Error control coding
- Protect the information against channel errors
- Also known as “channel coding”

Basically, source coding refers to all the procedures required to express the source messages as channel symbols in the most efficient way possible, while error control coding refers to all the algorithms used to protect the data against errors.

The coding block has a corresponding decoding block on the receiving end. Its job is to “undo” all the coding operations:

detect and fix the errors in the received data, based on the algorithms introduced by the coding block
convert the channel symbols back into the message representations that the receiver expects

Is it possible to do these two jobs separately, one after another, in two consecutive operations? Yes, as the source-channel separation theorem establishes.

We give below only an informal statement of the theorem:

Theorem 2.1 (Source-channel separation theorem)

It is possible to obtain the best reliable communication by performing the two tasks separately:

Source coding: to minimize number of symbols needed
Error control coding (channel coding): to provide protection against errors happening on the channel

In this chapter, we consider only the source coding algorithms, without any error control. Basically, we assume that data transmission is done over an ideal channel with no noise, and therefore the transmitted symbols are perfectly recovered at the receiver.

In this context, our main concern is how to minimize the number of symbols needed to represent the messages, while making sure that the receiver can decode the messages correctly. The advantages of data compression are self-evident:

Efficiency
Short communication times
Can decode easily

2.2. Definitions#

Let’s define what coding means from a mathematical perspective.

Consider an input information source with the set of messages:

\[S = \left\lbrace s_1, s_2, ... s_N \right\rbrace\]

and suppose we would like to express the messages as a sequence of the following code symbols:

\[X = \left\lbrace x_1, x_2, ... x_M \right\rbrace\]

The set $X$ is known as the alphabet of the code.

For example, for a binary code we have $X = \lbrace 0, 1\rbrace$ and a possible sequence of symbols is $c = 00101101$

Definition 2.1 (Code definition)

A code is a mapping from the set $S$ of $N$ messages to a set of $N$ sequences of symbols, known as codewords:

\[C = \left\lbrace c_1, c_2, ... c_N \right\rbrace\]

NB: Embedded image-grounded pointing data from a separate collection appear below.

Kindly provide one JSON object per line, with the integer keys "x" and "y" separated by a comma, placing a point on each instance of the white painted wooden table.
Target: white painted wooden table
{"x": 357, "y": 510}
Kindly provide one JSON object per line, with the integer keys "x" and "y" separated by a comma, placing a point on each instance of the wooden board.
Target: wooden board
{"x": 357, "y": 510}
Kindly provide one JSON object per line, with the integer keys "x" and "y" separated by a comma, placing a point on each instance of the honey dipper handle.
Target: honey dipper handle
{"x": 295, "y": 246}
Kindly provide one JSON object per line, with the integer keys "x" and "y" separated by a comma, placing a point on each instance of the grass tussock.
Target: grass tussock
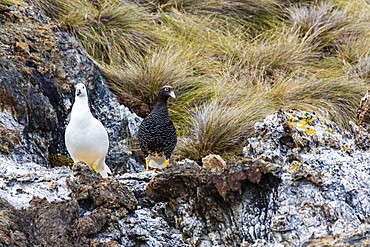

An example code mapping is given below:

Message		Codeword
$s_1$	$\rightarrow$	$c_1 = x_1x_2x_1...$
$s_2$	$\rightarrow$	$c_2 = x_1x_2x_2...$
$\dots$	$\rightarrow$	$\dots$
$s_N$	$\rightarrow$	$c_N = x_2x_2x_2...$

The codewords are the sequences of symbols used by the code.

The codeword length, which we denote as $l_i$, is the the number of symbols in a given codeword $c_i$.

Encoding a given message or sequences of messages means replacing each message with its codeword.

Decoding means deducing back the original sequence of messages, given a sequence of symbols.

As an example, the ASCII code is a widely-used code for encoding characters, consisting of 256 codewords (stored on 1 byte):

ASCII code (partial)

Nowadays, ASCII is usually replaced by Unicode (UTF-8), which is a more general code using 65536 codewords (stored on 2 bytes), allowing for many more letters used in languages around the globe.

2.2.1. The graph of a code#

The codewords of a code can represented as a binary tree. We call this representation the graph of the code.

TODO: Example at blackboard

2.2.2. Average code length#

There are many ways to define the codewords for messages, but some are better than others.

The most basic quantity indicating efficiency of a code is the average code length.

Definition 2.2 (Average code length)

Given a code, the average code length is the average of the codeword lengths:

\[\overline{l} = \sum_i p(s_i) l_i\]

For every codeword $c_i$, we multiply the probability of the corresponding message $p(s_i)$ with its length $l_i$.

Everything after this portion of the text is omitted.